Le droit international aux sauces cantonales
La mise en œuvre des traités internationaux peut être un défi dans le fédéralisme helvétique. Une étude soutenue par le FNS met en avant les différences de réactions d’un canton à l’autre, leurs causes et leurs conséquences.
Une initiative populaire pour l’inclusion des personnes handicapées a été déposée à la Chancellerie fédérale début septembre 2024. Les initiant∙es s’appuient notamment sur la Convention de l’Onu relative aux droits des personnes handicapées (CDPH), entrée en vigueur en Suisse en 2014. Selon le droit helvétique, ce traité, comme tous les accords internationaux ratifiés par la Confédération, doit être respecté tant au niveau fédéral que par tous les cantons. Pourtant, en dix ans, la mise en œuvre de ce texte a subi un destin très variable dans les différents cantons, allant de la modification de la Constitution cantonale ou de l’adoption de nouvelles lois à une absence totale d’adaptations législatives. Quel impact le droit international a-t-il à l’échelle des cantons?
«Le paysage politique et judiciaire helvétique est très varié, pose d’emblée Evelyne Schmid, professeure de droit international public. Le système n’est pas noir ou blanc, il faut tenir compte des réalités multiples du rôle du droit international dans les cantons.» Avec le soutien du Fonds national suisse (FNS), la juriste de l’Université de Lausanne s’est associée à des collègues des sciences politiques pour comprendre ce qui se passe vraiment après la ratification de traités internationaux par la Confédération. Les conclusions de leur enquête auprès d’une centaine d’élu∙es et membres des administrations de plusieurs cantons ainsi que de représentant∙es d’associations civiles sont rassemblées dans un livre tout juste publié dans la collection Savoir suisse (*).
Pas de procédure définie
Un aspect clé relevé par l’étude est l’absence d’une marche à suivre standard édictée par Berne. «Notre système juridique est une sorte d’artisanat entre ce qu’un traité exige et ce qu’il ajoute aux agendas préexistants des autorités ainsi que des politiciennes et politiciens locaux ou ce qui leur semble politiquement faisable», décrit la chercheuse.
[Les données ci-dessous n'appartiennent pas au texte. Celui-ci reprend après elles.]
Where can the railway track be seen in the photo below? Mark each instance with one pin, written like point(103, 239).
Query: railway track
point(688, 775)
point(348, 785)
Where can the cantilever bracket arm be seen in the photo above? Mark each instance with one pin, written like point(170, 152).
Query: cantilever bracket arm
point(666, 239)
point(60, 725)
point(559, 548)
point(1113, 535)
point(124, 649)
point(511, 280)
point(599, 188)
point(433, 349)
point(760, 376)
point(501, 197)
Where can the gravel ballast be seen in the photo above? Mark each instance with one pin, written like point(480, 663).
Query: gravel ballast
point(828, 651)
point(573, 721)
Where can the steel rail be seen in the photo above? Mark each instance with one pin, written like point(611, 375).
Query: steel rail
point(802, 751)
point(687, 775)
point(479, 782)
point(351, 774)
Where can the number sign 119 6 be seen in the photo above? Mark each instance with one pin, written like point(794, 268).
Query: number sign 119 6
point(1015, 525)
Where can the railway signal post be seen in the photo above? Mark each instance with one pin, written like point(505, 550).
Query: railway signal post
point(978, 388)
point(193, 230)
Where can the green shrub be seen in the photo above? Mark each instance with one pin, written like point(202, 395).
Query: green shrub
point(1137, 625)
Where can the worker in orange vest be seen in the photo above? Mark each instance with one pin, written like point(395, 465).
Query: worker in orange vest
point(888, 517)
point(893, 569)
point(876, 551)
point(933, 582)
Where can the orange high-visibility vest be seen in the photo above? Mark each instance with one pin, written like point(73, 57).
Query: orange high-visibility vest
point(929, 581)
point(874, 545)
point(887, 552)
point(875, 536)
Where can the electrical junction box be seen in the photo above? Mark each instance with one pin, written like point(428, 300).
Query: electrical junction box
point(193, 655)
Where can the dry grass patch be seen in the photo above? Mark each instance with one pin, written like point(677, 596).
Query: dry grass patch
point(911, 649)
Quand elle touche à des éléments qui dépendent des cantons, la mise en œuvre concrète des accords internationaux signés par la Confédération se joue en effet au cas par cas, avec de grandes disparités, comme on le voit dans l’exemple de la Convention de l’Onu relative aux droits des personnes handicapées. Ces différences sont en partie liées à l’absence de mécanismes automatiques de transmission d’information entre le niveau fédéral et les administrations, gouvernements et parlements cantonaux lorsqu’un nouveau traité requiert d’adopter ou d’adapter des règles, lois ou pratiques. Si aucune des personnes impliquées – des élu∙es aux fonctionnaires des directions des affaires sociales, de formation ou de santé – n’a conscience des exigences de l’accord international, ou si le gouvernement cantonal décrète que le système en vigueur les respecte déjà, rien de neuf ne sera mis en place.
Des opportunités de faire bouger les choses
La flexibilité du fédéralisme conduit ainsi à des situations où certains cantons restent plusieurs années dans le non-respect du droit international. «On a notamment constaté que certaines obligations découlant des traités sont souvent méconnues ou prises à la légère par les parlementaires cantonaux», confirme Martino Maggetti, professeur en science politique qui a également pris part à l’étude. «Et que la variabilité des majorités politiques cantonales expliquait souvent les différences de mise en œuvre.»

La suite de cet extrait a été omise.